Konumuza dönecek olursak, bu hafta sonu Osmaniye hafızasında ilerde anlatılacak anılardan biri için yer oluşturdu. Bu özellikle gençler için çok doğru bir adımdı. Elbette aksaklıklar vardı. Elbette sorunlar vardı. Umumi tuvaleti olmayan şehirde, erkekler camilere koşarken, kadınlar çevredeki esnaf dükkanlarında soluğu aldılar. Elektrik sıkıntısı, sıcak havada soğuk kalması gereken gıdaları koruyamadı. Yeni anneler için emzirme odaları da unutulmuştu.
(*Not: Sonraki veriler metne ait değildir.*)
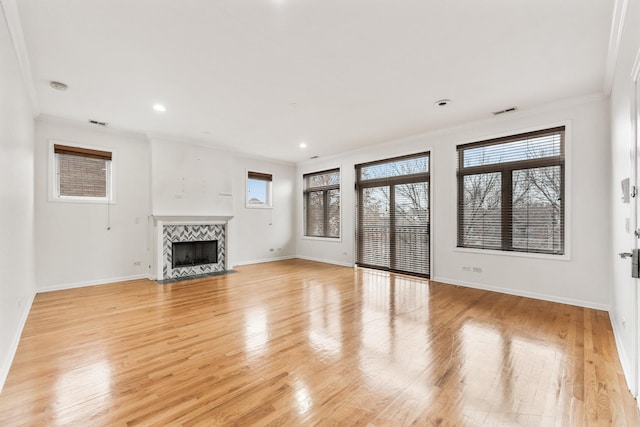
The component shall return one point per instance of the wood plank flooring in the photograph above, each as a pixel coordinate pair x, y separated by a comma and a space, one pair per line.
297, 343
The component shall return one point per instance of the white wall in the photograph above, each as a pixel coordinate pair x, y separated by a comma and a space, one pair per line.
581, 278
258, 235
73, 244
624, 290
17, 283
190, 180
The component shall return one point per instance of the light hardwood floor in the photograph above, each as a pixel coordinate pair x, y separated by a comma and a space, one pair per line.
301, 343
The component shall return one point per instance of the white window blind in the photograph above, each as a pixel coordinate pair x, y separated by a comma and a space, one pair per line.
511, 193
322, 203
82, 173
392, 214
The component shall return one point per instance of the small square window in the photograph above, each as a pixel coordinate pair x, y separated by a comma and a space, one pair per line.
81, 174
259, 190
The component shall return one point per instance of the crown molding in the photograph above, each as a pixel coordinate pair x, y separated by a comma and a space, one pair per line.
14, 25
615, 37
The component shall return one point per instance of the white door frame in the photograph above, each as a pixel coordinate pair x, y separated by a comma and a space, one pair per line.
635, 211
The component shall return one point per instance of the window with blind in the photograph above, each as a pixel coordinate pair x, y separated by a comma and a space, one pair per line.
259, 190
82, 173
392, 214
511, 193
322, 204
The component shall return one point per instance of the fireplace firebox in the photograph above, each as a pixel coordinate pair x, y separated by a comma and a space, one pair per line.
188, 254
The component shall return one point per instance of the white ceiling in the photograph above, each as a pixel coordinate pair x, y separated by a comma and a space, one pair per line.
261, 76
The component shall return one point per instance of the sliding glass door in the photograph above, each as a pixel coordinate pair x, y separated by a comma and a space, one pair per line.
392, 214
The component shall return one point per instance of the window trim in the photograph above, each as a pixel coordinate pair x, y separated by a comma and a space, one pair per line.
394, 181
91, 151
260, 176
564, 163
305, 211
Hani gönül isterdi ki engelliler haftasında bir stantta engelliler platformuna verilip bir farkındalık oluşturulabilirdi. Tüm noksanlıklara rağmen güzel bir etkinlik olduğunu söylememek haksızlık olur. Emeği geçen başta usta şef Ali Küpeli, Beyoğlu Yemekçilik, Korkut Ata Üniversitesi ve Osmaniye Belediye Başkanlığı olmak üzere herkese teşekkür ederim.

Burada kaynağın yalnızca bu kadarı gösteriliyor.